The Strange Ways Astrology Works: Wuthering Heights
- Anastacia ChatNoir
- 2 hours ago
- 4 min read
The Strange (or Perhaps Not So Strange) Ways Astrology Works
Yesterday I read that Jacob Elordi, the actor starring in the new cinematic adaptation of Wuthering Heights as the iconic anti-hero Heathcliff, stated in an interview that he developed an obsessive relationship with his co-star, Margot Robbie.
An astrologer reading such a statement would find it hard not to suspect that something deeply Plutonian is being activated between the two.
I was almost certain that the pair would be linked through Venus–Pluto aspects, and indeed they are: Margot’s Venus is in opposition to Jacob’s Pluto. An aspect that rarely goes unnoticed: magnetism, obsession, passion, emotional intensity that is difficult to contain. Not coincidentally, their erotic chemistry is already evident both in the film’s trailer and in their joint photo shoots.
And it doesn’t stop there. Their synastry includes additional powerful Plutonian elements: Sun–Pluto and Moon–Pluto trines, aspects that deepen even further the psychological and emotional charge of the connection. Everything points to a film that will be intensely erotic, but an eroticism that is not merely sensual… it is dark, subterranean, transformative.
And how could it be otherwise?

Wuthering Heights is the only novel by Emily Brontë, published in 1847 under the male pseudonym Ellis Bell. A Gothic work, deeply infused with themes of love, possession, revenge, and reconciliation, where Catherine is haunted by Heathcliff and he by her. A love that does not redeem, but destroys. Purely Plutonian material.
What is striking is that at the time of the book’s first publication, in 1847, Venus was in opposition to Pluto, exactly as we see in the synastry of the two protagonists. And the “coincidences” do not stop there.
Emily Brontë had an Ascendant at 25° Scorpio, with Pluto forming a trine from 27° Pisces. This is precisely where Jacob Elordi’s Venus is located (as well as my own and perhaps that is why I am writing about them now!). At the same time, Margot Robbie has an Ascendant at 24° Cancer (we do not have a birth time for Jacob), so that same Pluto of Brontë once again forms a trine, while Jacob’s Venus falls directly on Margot’s Ascendant. None of this feels accidental.
Based on this connection, we can say with considerable certainty that the two protagonists are not merely playing roles, they are energetically touching the very essence of Brontë’s work itself. Their chemistry will naturally align with the aesthetic standards of 2026 (something already being negatively commented on by audiences who want a faithful visual adaptation of the novel), yet it will carry a deep, primordial, Plutonian eroticism.
On the day the book was released in 1847, Pluto was at 25° Aries, forming a square to Jacob’s Venus. It is as if we are witnessing a fated reactivation between the book, the author, and the modern incarnations of the myth.

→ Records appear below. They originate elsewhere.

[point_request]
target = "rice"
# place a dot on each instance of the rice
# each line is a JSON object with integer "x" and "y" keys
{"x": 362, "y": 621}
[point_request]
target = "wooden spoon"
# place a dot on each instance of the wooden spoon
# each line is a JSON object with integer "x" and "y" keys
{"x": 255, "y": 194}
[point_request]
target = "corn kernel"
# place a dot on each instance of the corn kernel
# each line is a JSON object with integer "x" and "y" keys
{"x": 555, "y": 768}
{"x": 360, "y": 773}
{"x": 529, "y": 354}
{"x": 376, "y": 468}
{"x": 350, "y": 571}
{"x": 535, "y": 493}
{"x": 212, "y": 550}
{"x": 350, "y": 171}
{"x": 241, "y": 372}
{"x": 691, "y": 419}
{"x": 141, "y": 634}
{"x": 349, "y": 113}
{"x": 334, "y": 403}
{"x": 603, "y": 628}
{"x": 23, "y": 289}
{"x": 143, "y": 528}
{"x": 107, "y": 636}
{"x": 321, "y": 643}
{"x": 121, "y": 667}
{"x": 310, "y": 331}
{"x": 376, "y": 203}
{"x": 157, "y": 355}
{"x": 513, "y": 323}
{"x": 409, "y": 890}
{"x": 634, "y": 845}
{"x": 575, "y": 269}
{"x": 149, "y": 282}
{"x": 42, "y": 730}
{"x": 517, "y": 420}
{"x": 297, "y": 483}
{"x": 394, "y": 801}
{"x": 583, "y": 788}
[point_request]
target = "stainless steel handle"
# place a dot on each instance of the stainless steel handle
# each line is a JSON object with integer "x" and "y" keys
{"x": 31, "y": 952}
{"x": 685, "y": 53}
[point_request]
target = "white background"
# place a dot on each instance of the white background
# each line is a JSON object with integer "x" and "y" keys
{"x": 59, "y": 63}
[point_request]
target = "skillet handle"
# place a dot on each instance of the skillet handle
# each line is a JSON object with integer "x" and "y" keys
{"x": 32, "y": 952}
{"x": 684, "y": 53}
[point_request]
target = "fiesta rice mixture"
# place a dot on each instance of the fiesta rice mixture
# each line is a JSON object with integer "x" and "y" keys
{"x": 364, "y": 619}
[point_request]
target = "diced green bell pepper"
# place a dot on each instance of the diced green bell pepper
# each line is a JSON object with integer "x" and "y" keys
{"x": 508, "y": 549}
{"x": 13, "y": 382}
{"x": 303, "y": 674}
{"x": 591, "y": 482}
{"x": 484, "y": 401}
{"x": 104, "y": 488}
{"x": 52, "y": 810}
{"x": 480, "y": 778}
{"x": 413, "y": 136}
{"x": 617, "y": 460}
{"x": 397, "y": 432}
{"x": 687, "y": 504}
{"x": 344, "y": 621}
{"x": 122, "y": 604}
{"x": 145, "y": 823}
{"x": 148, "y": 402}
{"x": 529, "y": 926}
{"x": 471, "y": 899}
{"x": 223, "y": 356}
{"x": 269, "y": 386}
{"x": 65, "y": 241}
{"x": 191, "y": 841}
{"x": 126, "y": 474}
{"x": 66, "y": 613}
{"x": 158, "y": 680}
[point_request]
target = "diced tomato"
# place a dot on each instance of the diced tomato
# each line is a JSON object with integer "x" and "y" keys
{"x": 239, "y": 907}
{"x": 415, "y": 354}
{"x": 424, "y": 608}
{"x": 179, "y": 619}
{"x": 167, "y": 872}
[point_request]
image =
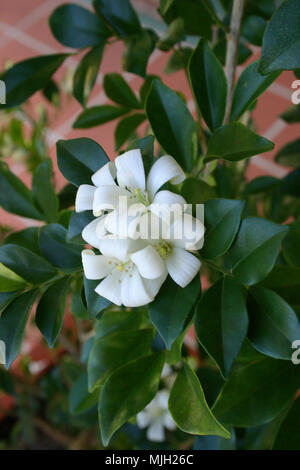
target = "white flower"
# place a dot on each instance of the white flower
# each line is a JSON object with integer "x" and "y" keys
{"x": 156, "y": 417}
{"x": 125, "y": 283}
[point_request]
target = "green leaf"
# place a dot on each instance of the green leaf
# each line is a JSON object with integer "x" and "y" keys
{"x": 77, "y": 27}
{"x": 289, "y": 155}
{"x": 98, "y": 115}
{"x": 137, "y": 52}
{"x": 86, "y": 74}
{"x": 118, "y": 90}
{"x": 50, "y": 310}
{"x": 189, "y": 408}
{"x": 209, "y": 84}
{"x": 27, "y": 264}
{"x": 172, "y": 124}
{"x": 80, "y": 400}
{"x": 291, "y": 245}
{"x": 273, "y": 324}
{"x": 250, "y": 85}
{"x": 121, "y": 396}
{"x": 95, "y": 302}
{"x": 15, "y": 197}
{"x": 13, "y": 322}
{"x": 120, "y": 15}
{"x": 221, "y": 322}
{"x": 78, "y": 221}
{"x": 43, "y": 191}
{"x": 56, "y": 249}
{"x": 171, "y": 310}
{"x": 234, "y": 142}
{"x": 25, "y": 78}
{"x": 281, "y": 44}
{"x": 221, "y": 220}
{"x": 288, "y": 436}
{"x": 79, "y": 158}
{"x": 9, "y": 281}
{"x": 126, "y": 128}
{"x": 256, "y": 393}
{"x": 115, "y": 350}
{"x": 255, "y": 250}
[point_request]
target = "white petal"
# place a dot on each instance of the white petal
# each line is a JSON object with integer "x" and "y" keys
{"x": 182, "y": 266}
{"x": 149, "y": 263}
{"x": 105, "y": 176}
{"x": 110, "y": 287}
{"x": 164, "y": 169}
{"x": 156, "y": 432}
{"x": 108, "y": 198}
{"x": 133, "y": 292}
{"x": 84, "y": 198}
{"x": 130, "y": 169}
{"x": 96, "y": 266}
{"x": 93, "y": 231}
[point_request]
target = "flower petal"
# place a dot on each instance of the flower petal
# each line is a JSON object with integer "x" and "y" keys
{"x": 164, "y": 169}
{"x": 182, "y": 266}
{"x": 96, "y": 266}
{"x": 108, "y": 198}
{"x": 105, "y": 176}
{"x": 133, "y": 292}
{"x": 149, "y": 263}
{"x": 130, "y": 169}
{"x": 84, "y": 198}
{"x": 110, "y": 287}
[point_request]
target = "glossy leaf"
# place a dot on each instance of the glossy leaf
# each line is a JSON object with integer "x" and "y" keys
{"x": 255, "y": 250}
{"x": 189, "y": 408}
{"x": 50, "y": 310}
{"x": 273, "y": 323}
{"x": 79, "y": 158}
{"x": 173, "y": 307}
{"x": 221, "y": 322}
{"x": 172, "y": 124}
{"x": 13, "y": 322}
{"x": 234, "y": 142}
{"x": 222, "y": 219}
{"x": 209, "y": 84}
{"x": 121, "y": 396}
{"x": 115, "y": 350}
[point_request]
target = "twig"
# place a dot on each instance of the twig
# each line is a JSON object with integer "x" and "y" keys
{"x": 233, "y": 38}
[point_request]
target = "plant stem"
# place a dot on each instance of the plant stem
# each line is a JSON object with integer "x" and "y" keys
{"x": 233, "y": 38}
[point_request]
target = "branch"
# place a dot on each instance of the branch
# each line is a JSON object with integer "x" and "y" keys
{"x": 233, "y": 38}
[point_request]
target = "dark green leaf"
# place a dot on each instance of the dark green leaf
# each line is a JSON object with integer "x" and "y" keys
{"x": 273, "y": 323}
{"x": 13, "y": 322}
{"x": 172, "y": 308}
{"x": 98, "y": 115}
{"x": 50, "y": 310}
{"x": 172, "y": 124}
{"x": 221, "y": 322}
{"x": 235, "y": 142}
{"x": 256, "y": 393}
{"x": 250, "y": 85}
{"x": 115, "y": 350}
{"x": 255, "y": 250}
{"x": 121, "y": 396}
{"x": 26, "y": 77}
{"x": 86, "y": 75}
{"x": 281, "y": 39}
{"x": 209, "y": 84}
{"x": 78, "y": 159}
{"x": 77, "y": 27}
{"x": 189, "y": 409}
{"x": 221, "y": 220}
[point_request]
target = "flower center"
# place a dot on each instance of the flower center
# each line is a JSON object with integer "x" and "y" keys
{"x": 163, "y": 249}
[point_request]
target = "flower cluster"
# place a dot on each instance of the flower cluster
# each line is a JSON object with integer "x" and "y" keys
{"x": 143, "y": 234}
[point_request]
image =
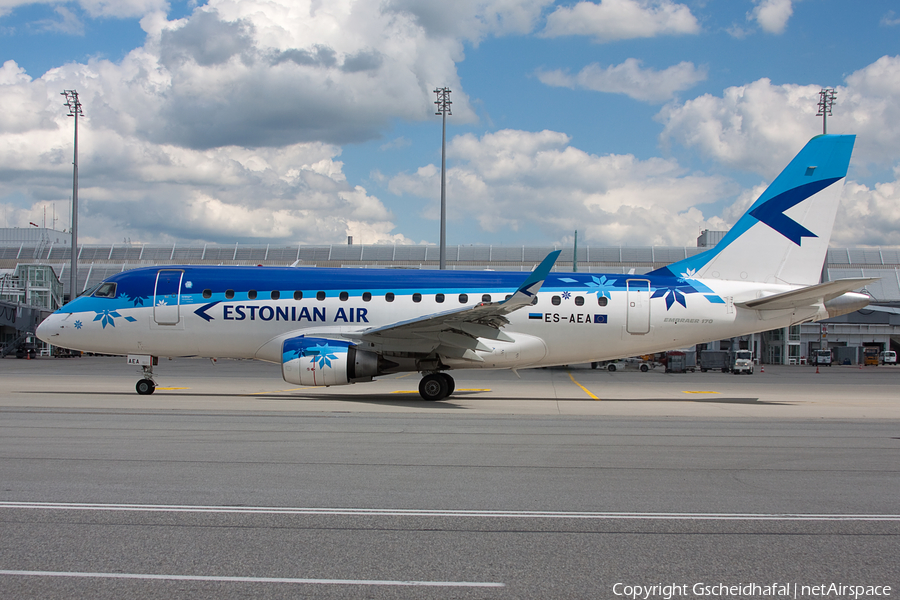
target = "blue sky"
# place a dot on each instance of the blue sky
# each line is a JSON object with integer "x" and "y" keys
{"x": 634, "y": 121}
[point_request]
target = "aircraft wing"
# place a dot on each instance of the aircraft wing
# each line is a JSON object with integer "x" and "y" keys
{"x": 814, "y": 294}
{"x": 455, "y": 332}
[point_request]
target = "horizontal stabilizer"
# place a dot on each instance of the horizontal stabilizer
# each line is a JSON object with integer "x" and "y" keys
{"x": 808, "y": 296}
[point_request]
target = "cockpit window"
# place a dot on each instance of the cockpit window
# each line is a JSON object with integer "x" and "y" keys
{"x": 90, "y": 291}
{"x": 106, "y": 290}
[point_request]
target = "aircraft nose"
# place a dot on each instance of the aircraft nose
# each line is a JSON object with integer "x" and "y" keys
{"x": 49, "y": 328}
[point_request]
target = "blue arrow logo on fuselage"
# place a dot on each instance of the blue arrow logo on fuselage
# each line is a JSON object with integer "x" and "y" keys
{"x": 771, "y": 212}
{"x": 201, "y": 312}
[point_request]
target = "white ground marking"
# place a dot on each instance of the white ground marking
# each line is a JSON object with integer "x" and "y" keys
{"x": 494, "y": 514}
{"x": 252, "y": 579}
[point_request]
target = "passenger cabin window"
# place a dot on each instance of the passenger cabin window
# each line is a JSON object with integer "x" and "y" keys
{"x": 106, "y": 290}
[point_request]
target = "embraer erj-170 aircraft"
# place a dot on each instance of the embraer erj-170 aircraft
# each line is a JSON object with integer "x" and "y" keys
{"x": 339, "y": 326}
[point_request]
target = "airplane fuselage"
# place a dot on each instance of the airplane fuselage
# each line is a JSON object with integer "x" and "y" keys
{"x": 247, "y": 312}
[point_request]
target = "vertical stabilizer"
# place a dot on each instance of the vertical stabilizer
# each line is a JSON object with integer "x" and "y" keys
{"x": 784, "y": 236}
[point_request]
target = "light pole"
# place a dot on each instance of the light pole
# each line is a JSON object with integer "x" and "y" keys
{"x": 443, "y": 104}
{"x": 826, "y": 100}
{"x": 74, "y": 107}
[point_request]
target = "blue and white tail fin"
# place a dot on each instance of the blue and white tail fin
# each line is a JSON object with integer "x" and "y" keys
{"x": 783, "y": 237}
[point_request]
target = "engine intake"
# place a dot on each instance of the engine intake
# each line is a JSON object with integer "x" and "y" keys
{"x": 322, "y": 362}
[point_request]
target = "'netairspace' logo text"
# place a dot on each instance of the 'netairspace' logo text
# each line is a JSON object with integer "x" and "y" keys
{"x": 668, "y": 591}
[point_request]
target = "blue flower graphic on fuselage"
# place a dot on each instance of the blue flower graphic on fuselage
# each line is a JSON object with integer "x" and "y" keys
{"x": 107, "y": 317}
{"x": 675, "y": 293}
{"x": 603, "y": 286}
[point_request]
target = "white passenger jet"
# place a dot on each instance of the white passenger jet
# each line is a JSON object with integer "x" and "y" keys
{"x": 340, "y": 326}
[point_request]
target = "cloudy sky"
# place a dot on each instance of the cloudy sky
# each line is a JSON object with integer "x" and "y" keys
{"x": 634, "y": 122}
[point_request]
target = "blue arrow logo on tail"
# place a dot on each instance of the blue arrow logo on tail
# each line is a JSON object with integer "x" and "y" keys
{"x": 771, "y": 212}
{"x": 201, "y": 312}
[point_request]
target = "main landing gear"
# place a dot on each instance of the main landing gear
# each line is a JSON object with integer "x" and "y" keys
{"x": 436, "y": 386}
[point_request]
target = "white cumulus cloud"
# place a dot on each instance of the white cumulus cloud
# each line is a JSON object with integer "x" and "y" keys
{"x": 510, "y": 178}
{"x": 772, "y": 15}
{"x": 760, "y": 126}
{"x": 226, "y": 125}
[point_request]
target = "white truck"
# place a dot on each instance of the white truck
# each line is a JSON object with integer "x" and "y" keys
{"x": 743, "y": 362}
{"x": 822, "y": 358}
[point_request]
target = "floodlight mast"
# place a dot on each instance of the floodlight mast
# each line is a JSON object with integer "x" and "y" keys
{"x": 74, "y": 107}
{"x": 443, "y": 108}
{"x": 826, "y": 101}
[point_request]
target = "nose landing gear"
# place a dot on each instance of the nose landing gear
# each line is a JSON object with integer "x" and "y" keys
{"x": 146, "y": 385}
{"x": 436, "y": 386}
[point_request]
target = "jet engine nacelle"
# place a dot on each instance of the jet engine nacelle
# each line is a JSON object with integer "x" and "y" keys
{"x": 320, "y": 361}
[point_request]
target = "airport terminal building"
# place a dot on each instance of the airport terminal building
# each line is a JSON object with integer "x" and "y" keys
{"x": 35, "y": 279}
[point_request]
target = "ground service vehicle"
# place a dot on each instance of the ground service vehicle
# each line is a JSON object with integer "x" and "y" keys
{"x": 822, "y": 358}
{"x": 743, "y": 362}
{"x": 870, "y": 355}
{"x": 715, "y": 360}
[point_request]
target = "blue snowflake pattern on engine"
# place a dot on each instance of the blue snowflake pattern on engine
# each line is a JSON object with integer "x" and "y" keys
{"x": 321, "y": 352}
{"x": 107, "y": 317}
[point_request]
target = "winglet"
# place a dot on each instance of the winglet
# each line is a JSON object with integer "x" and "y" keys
{"x": 527, "y": 291}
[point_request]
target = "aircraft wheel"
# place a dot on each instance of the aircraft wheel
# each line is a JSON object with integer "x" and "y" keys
{"x": 433, "y": 387}
{"x": 145, "y": 387}
{"x": 451, "y": 384}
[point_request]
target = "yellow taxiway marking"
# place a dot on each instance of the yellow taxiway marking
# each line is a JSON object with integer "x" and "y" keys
{"x": 457, "y": 390}
{"x": 277, "y": 391}
{"x": 586, "y": 391}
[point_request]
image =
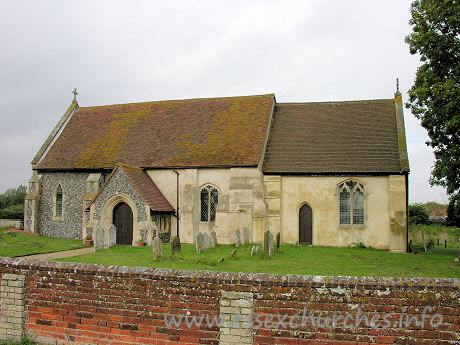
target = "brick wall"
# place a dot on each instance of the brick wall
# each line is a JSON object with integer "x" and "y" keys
{"x": 68, "y": 303}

Finally, it is worth noting the intense repetition of Water signs, bearers of emotion and memory.
The book was released with the Moon in Cancer.
Emily Brontë also had the Moon in Cancer.
Jacob and Margot are Cancer natives as well, at degrees very close to one another and to those of the book and the author.
And as a seal upon all this, Margot’s Moon in Scorpio forms a trine with the Moon of the book, a trine with Jacob’s Sun, and a conjunction with Emily Brontë’s South Node. A clear indication that karmic ties connect souls even beyond death, exactly as the author herself sought to show through her work.

The film is expected to be released on February 13, 2026...a date far from random. On that day, Venus will be at 3° Pisces, once again activating the same energetic field that links the two co-stars, the work itself, and its author. Love, eroticism, inspiration, and memory flow through the waters of Pisces, transforming the story into something more than a cinematic narrative… I would dare say… a psychic recall.
At the same time, Pluto in Aquarius activates Emily Brontë’s Sun and South Node, acting as a final seal of her posthumous legacy. Pluto here does not destroy, it resurrects. It brings her work back into the collective mind, not merely as a classic literary text, but as a living archetype that continues to incarnate, transform, and move us.
It is as if a cycle that opened in the 19th century is now closing and returning in another era, with different faces, but with the same psychic substance. Love, obsession, karma, and memory do not disappear; they simply change vessels. And perhaps this is the most Plutonian truth of all.
Perhaps this is why such stories return again and again through time. Because Pluto never ends a cycle simply to close it. It closes it in order to resurrect it in another form. And each time such a story finds new bodies, new faces, new gazes, it is not coincidence… but the same soul asking to be told once more.